春樹が自転車を止めていつもの場所へ視線を向けると、岸辺に座り歌を口ずさむ少女がいた。——巳波である。
「よぉ、こんなとこで何やってるんだ?」
巳波はハッと振り返った。すぐに声の主に気が付き緊張が解ける。
「聞いていたんでしょ?」
「上手かったよ」
春樹が手を叩いた。
「そう」
彼女はつれなく視線を川に移す。しかし、春樹には頬が朱に染まったのが見て取れた。
「よくカラオケに行くのか?」
春樹は巳波の隣に腰を下ろす。座りながら聞いた質問に彼女は首を振って答えた。
「歌う場所はどこでもいいもの。わわざわざお金を払ってまで行かないわ」
「家じゃうるさいって言われない?」
「だからここに居るんでしょ?」
「ああ、なるほど」
巳波が地面を指指し、春樹が納得した。
「それにカラオケは嫌いだもの」
「カラオケにはカラオケのいい所もあるだろ」
「例えば?」
「飯が食える」
「私は歌いたいの。食べたいんじゃないわ」
彼女は呆れたようにため息をする。
「あいにく食事には困ってないわ。一日三食ちゃんと食べている死ね」
「あれ? 今、語尾おかしくなかったか?」
「ほんと、なんでカラオケにフードメニューがあるのかしら? 必要なの?」
「歌っていて小腹が空いたときにありがたいだろ」
「じゃあ、ポテトとかでいいじゃない。ピザとかカルボナーラとか売っている場所もあるわ」
「それは勉強しに来た人用とか?」
蛙が鳴いて川に飛び込んだ。
「いるわよね。カラオケで勉強する人。理解できないわ」
「そうか? 意外と集中出来るぞ」
「バカなの? 集中とはかけ離れた場所じゃない。うるさい上に、側にはカラオケ機器、フリーwifiまで完備って……。遊んでくれって言っているようなものでしょ」
「まぁ……実際遊ぶ場所だしな」
「昨日クラスでカラオケ行って勉強会しようぜ! って言っていた人がいたけど、絶対勉強する気ないわよね」
「確かに……」
「それなら素直に遊びに行こうって言えば良いのに、中途半端に勉強しなきゃって日和って……。どうせろくな点数とれないんだから、開き直って零点でも取ればいいのよ」
「そうだな。ってか俺の事だな」
二人の目の前で蛙が川を流れていった。
「そうだったっけ?」
「身に覚えがあり過ぎる。

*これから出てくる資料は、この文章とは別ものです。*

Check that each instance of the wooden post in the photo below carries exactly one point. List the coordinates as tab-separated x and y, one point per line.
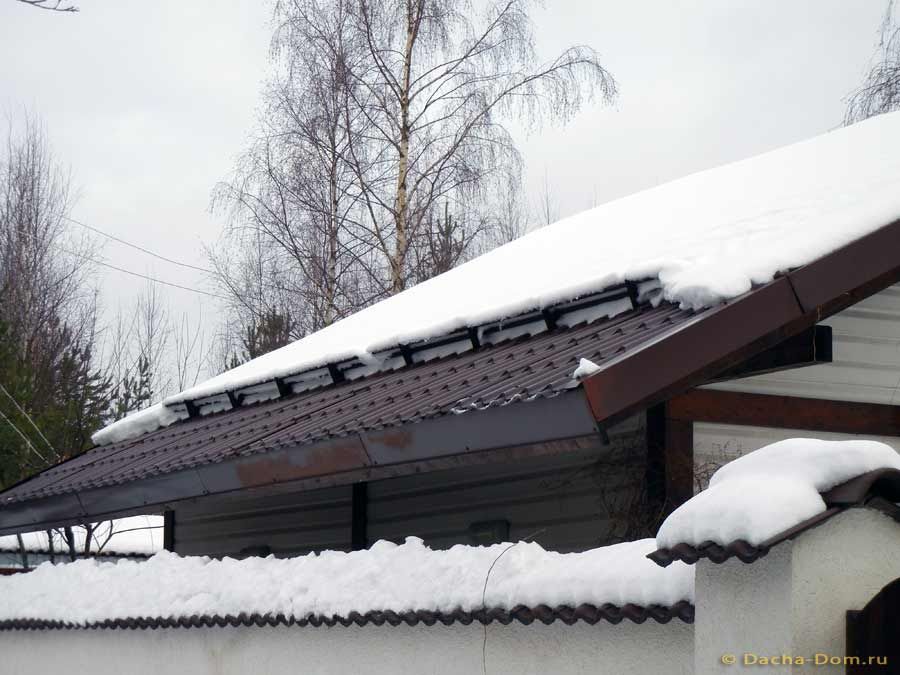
670	460
359	514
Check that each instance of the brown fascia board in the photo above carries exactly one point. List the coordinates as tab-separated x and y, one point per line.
746	326
544	426
715	341
849	274
714	406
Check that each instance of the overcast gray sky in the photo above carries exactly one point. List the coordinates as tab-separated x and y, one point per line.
149	102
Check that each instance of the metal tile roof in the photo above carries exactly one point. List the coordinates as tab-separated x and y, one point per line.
590	614
516	371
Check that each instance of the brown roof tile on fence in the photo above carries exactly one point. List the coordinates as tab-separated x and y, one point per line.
491	376
879	489
590	614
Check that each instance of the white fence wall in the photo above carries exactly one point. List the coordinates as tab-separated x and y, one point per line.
624	649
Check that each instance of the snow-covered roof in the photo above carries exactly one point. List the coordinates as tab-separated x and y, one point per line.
136	535
386	577
771	490
707	237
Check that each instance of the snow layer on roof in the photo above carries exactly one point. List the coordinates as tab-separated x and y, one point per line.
140	535
388	576
707	237
770	490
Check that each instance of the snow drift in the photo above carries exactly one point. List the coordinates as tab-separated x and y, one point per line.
707	237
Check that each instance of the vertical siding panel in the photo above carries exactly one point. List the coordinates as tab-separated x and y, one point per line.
866	368
866	364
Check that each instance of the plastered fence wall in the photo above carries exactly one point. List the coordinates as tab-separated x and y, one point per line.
791	602
623	649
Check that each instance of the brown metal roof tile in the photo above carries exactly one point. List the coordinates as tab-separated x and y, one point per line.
489	377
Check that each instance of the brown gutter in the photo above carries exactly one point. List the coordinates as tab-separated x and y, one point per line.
718	339
746	326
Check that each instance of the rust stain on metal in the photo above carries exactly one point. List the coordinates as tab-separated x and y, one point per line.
396	439
309	462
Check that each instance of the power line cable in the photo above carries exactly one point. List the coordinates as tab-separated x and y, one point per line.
28	417
137	246
23	437
144	276
159	256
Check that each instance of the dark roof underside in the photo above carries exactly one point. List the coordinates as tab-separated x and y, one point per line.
357	423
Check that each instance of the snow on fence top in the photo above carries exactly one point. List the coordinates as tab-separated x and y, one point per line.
707	237
387	576
136	535
770	490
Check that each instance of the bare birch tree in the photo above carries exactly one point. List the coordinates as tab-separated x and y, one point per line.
880	91
441	77
383	157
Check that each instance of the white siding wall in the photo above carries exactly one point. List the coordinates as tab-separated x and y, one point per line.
866	363
866	367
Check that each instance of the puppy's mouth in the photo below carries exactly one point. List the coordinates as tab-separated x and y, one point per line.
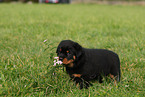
66	61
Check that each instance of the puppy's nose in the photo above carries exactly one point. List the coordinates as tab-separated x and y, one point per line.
60	58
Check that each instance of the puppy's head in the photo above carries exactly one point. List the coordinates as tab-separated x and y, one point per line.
68	52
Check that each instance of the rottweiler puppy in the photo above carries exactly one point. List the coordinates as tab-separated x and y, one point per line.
84	65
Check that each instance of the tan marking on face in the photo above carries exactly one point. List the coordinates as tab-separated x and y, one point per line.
65	61
77	75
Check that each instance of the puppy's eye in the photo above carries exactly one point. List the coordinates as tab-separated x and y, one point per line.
68	53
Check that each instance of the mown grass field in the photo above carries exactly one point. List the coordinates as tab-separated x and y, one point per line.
26	62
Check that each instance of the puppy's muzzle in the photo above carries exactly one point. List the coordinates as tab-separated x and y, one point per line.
60	58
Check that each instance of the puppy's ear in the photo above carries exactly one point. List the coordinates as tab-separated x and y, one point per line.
78	49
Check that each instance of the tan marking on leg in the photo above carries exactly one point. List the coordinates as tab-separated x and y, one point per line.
77	75
74	57
112	76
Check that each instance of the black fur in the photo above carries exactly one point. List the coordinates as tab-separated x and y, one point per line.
91	64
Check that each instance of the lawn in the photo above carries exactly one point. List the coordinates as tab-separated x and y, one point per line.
26	61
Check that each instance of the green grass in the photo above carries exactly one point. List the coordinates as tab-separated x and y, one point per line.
26	62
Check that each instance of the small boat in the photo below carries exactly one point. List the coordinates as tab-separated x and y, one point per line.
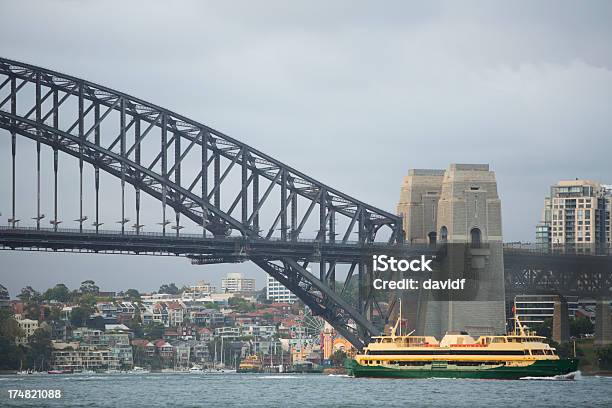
59	372
251	364
138	370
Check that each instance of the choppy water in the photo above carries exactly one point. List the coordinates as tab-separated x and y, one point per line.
302	390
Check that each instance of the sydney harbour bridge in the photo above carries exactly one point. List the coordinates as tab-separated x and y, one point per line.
215	200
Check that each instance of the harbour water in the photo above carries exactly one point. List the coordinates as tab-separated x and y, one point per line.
300	390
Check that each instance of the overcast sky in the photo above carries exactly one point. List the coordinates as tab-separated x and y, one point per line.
352	93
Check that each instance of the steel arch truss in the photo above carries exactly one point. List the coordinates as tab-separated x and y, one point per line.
227	187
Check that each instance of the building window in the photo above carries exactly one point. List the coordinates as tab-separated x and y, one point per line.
475	237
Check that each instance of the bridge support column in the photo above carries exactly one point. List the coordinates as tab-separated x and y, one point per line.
603	323
561	320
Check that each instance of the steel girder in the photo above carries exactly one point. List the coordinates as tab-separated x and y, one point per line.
197	194
585	276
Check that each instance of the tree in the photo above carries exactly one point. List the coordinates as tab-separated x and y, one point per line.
581	326
10	354
80	315
89	287
132	294
29	295
39	350
96	323
59	292
604	357
154	331
337	358
88	300
54	314
170	289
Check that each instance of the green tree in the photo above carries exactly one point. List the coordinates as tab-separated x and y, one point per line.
89	287
337	358
154	331
88	300
10	354
581	326
39	350
80	315
170	289
132	294
54	314
28	294
604	357
96	323
59	292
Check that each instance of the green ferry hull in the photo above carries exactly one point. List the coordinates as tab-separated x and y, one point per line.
540	368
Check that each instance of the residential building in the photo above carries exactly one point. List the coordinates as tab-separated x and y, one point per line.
5	299
76	357
175	313
258	331
576	213
236	282
277	292
228	332
28	326
200	290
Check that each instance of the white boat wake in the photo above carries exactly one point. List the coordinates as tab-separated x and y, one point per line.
576	375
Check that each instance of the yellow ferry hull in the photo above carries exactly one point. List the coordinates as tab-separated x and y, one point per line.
540	368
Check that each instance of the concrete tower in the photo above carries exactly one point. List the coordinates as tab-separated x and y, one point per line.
458	207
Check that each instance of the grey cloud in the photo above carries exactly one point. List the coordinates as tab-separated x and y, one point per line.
352	93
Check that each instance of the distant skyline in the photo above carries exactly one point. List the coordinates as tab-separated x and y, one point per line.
350	93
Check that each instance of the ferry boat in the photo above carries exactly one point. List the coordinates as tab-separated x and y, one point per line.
251	364
458	355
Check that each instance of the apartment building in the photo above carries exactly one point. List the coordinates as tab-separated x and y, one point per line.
74	356
576	213
236	282
277	292
28	326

昨日そう言ってカラオケに行ってきたところだ」
「楽しかった?」
「ああ。いや、勉強しに行ったんだけどな」
「カラオケも今日のテストも零点だったと」
「取ってねぇよ!」
流れていった蛙が川の流れを遡っている。見事な平泳ぎだった。
「案外教室での会話とか聞いてるんだな」
春樹が言った。
「偶々よ」
巳波が答える。
「いつも一人いるから、クラスメイトには興味ないのかと思っていた」
「そんなことないわ。ただ……一人の方が気楽なの」
「ふーん」
春樹はおざなりな返事をすると空を見上げた。雲が日の光で黄色く色づけされている。教科書に出てくる絵画に使われているような、水に溶いていない絵の具のような黄色だった。
「聞いておいて生意気な反応ね」
「一人の方が気楽な巳波が俺とは一緒にいてくれるんだなって」
「そんなこと?」
彼女は「簡単な話じゃない」と笑った。
「あなたとなら気楽に話せるのよ」
そう言った表情が余りにも可愛くて、春樹は言葉に詰まってしまう。
「からかうと面白いし」
巳波の細い指が彼の額を軽く押した。
春樹は額を手で押さえる。
「なにすんだ」
「あははは」
彼女は笑った。肩の力が抜けるような気楽な笑い方だった。